The scale of transnational challenges, and the emerging implications of fragmentation, are exceeding the capacity of existing systems and structures, highlighting the third theme: disequilibrium. There is an increasing mismatch at all levels between challenges and needs with the systems and organizations to deal with them. The international system—including the organizations, alliances, rules, and norms—is poorly set up to address the compounding global challenges facing populations. The COVID-19 pandemic has provided a stark example of the weaknesses in international coordination on health crises and the mismatch between existing institutions, funding levels, and future health challenges. Within states and societies, there is likely to be a persistent and growing gap between what people demand and what governments and corporations can deliver. From Beirut to Bogota to Brussels, people are increasingly taking to the streets to express their dissatisfaction with governments’ ability to meet a wide range of needs, agendas, and expectations. As a result of these disequilibriums, old orders—from institutions to norms to types of governance—are strained and in some cases, eroding. And actors at every level are struggling to agree on new models for how to structure civilization.

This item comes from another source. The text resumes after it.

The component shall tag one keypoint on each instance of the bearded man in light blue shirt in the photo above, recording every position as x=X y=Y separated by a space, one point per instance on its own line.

A key consequence of greater imbalance is greater contestation within communities, states, and the international community. This encompasses rising tensions, division, and competition in societies, states, and at the international level. Many societies are increasingly divided among identity affiliations and at risk of greater fracturing. Relationships between societies and governments will be under persistent strain as states struggle to meet rising demands from populations. As a result, politics within states are likely to grow more volatile and contentious, and no region, ideology, or governance system seems immune or to have the answers. At the international level, the geopolitical environment will be more competitive—shaped by China’s challenge to the United States and Western-led international system. Major powers are jockeying to establish and exploit new rules of the road. This contestation is playing out across domains from information and the media to trade and technological innovations.

Finally, adaptation will be both an imperative and a key source of advantage for all actors in this world. Climate change, for example, will force almost all states and societies to adapt to a warmer planet. Some measures are as inexpensive and simple as restoring mangrove forests or increasing rainwater storage; others are as complex as building massive sea walls and planning for the relocation of large populations. Demographic shifts will also require widespread adaption. Countries with highly aged populations like China, Japan, and South Korea, as well as Europe, will face constraints on economic growth in the absence of adaptive strategies, such as automation and increased immigration. Technology will be a key avenue for gaining advantages through adaptation. For example, countries that are able to harness productivity boosts from artificial intelligence (AI) will have expanded economic opportunities that could allow governments to deliver more services, reduce national debt, finance some of the costs of an aging population, and help some emerging countries avoid the middle-income trap. The benefits from technology like AI will be unevenly distributed within and between states, and more broadly, adaptation is likely to reveal and exacerbate inequalities. The most effective states are likely to be those that can build societal consensus and trust toward collective action on adaptation and harness the relative expertise, capabilities, and relationships of nonstate actors to complement state capacity.